Another pretty cool plot from seaborn is  the `sns.scatterplot`. We can map a colormap to a variable and dot size to another.  

In [None]:
TCD_19.set_plotting_style_2()

In [None]:
#Initialize a new palette 
cmap = sns.cubehelix_palette(10, as_cmap=True)

plt.figure(figsize = (8,6))

ax = sns.scatterplot(x="distance", y="orbital_period",
                     hue="year", size="mass",
                     palette=cmap, sizes=(10, 200),
                     data=planets)

In [None]:
dots = sns.load_dataset("dots")
dots.head()


In [None]:
# Define a palette to ensure that colors will be
# shared across the facets
palette = dict(zip(dots.coherence.unique(),
                   sns.color_palette("rocket_r", 6)))

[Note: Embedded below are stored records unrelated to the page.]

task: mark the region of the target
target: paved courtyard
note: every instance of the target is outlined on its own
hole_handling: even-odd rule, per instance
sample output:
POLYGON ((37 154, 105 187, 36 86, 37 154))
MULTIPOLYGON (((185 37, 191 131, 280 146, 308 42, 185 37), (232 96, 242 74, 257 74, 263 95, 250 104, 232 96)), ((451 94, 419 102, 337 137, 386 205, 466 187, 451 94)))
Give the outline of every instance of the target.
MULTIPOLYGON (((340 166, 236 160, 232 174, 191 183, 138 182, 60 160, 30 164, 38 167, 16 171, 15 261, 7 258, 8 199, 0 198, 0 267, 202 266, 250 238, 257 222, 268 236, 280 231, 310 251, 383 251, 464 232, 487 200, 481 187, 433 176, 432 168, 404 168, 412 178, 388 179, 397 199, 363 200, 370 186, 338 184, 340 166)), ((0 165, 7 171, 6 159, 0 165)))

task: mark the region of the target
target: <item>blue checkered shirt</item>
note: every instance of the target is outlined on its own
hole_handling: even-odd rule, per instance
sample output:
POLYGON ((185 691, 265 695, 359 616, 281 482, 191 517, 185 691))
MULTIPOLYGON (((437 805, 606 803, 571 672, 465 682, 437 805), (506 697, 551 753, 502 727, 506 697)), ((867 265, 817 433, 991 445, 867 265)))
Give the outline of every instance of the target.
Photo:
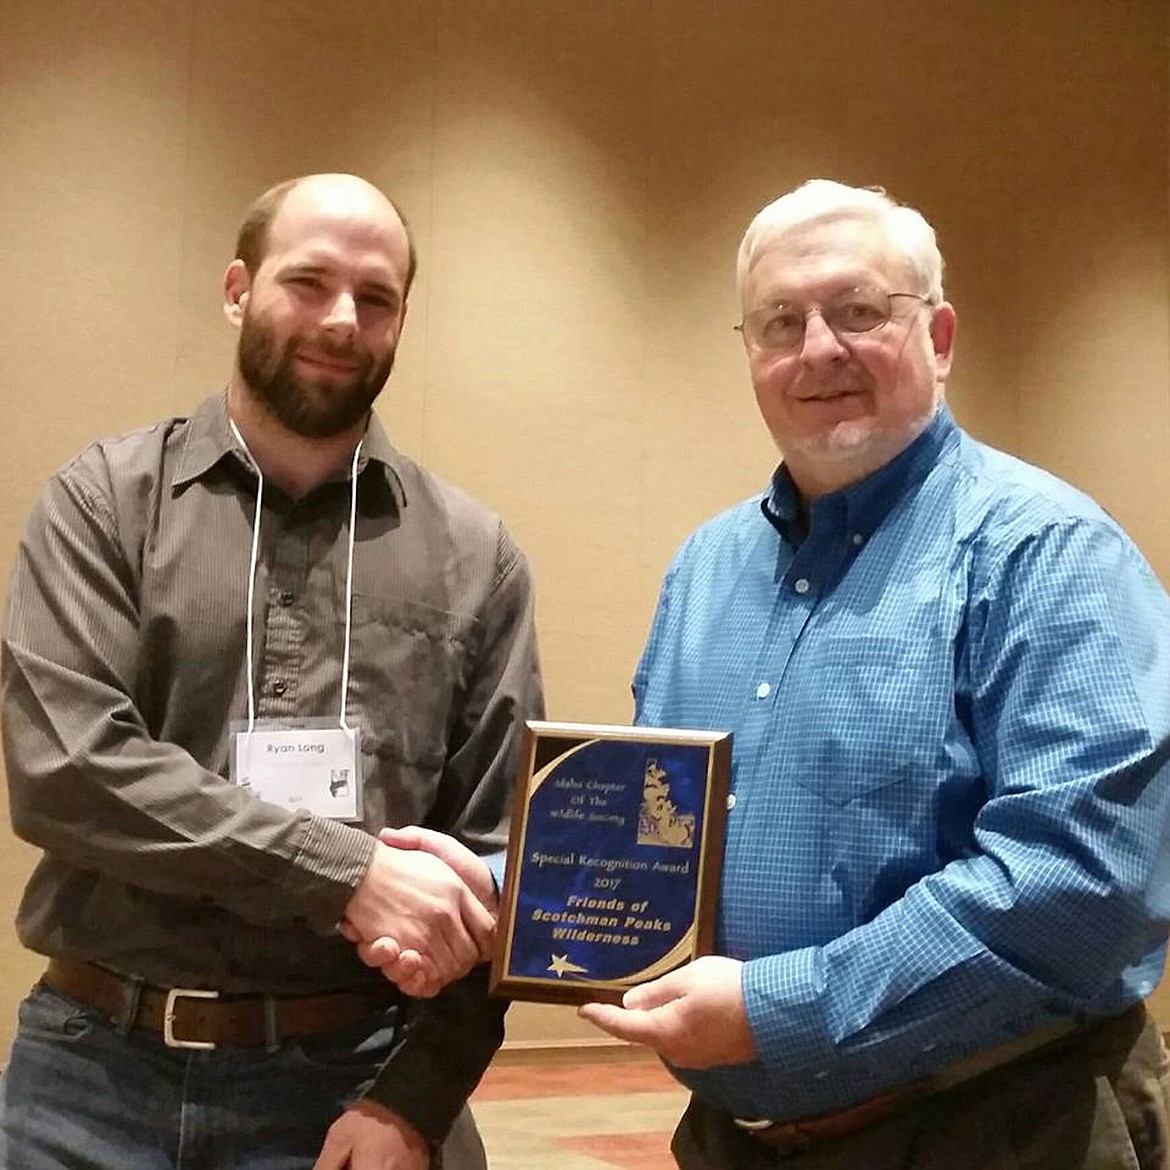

# Plot the lines on two facets
sns.relplot(x="time", y="firing_rate",
            hue="coherence", size="choice", col="align",
            size_order=["T1", "T2"], palette=palette,
            height=5, aspect=.75, facet_kws=dict(sharex=False),
            kind="line", legend="full", data=dots)

In [None]:
# Load an example dataset with long-form data
fmri = sns.load_dataset("fmri")
fmri.tail()

In [None]:
# Plot the responses for different events and regions
sns.lineplot(x="timepoint", y="signal",
             hue="region", style="event",
             data=fmri, palette= 'Set2_r')

In [None]:
flights = sns.load_dataset("flights")
flights.head()


In [None]:
flights = flights.pivot("month", "year", "passengers")
flights.head()

In [None]:
ax = sns.heatmap(flights, robust = True, cmap = 'inferno_r')

In [None]:
plt.figure(figsize = (8,6))
sns.heatmap(flights, annot=True, fmt="d",robust = True, cmap = 'inferno_r')

In [None]:
month_correlation_mat = flights.T.corr()

In [None]:
sns.clustermap(month_correlation_mat, cmap = 'inferno_r', robust = True)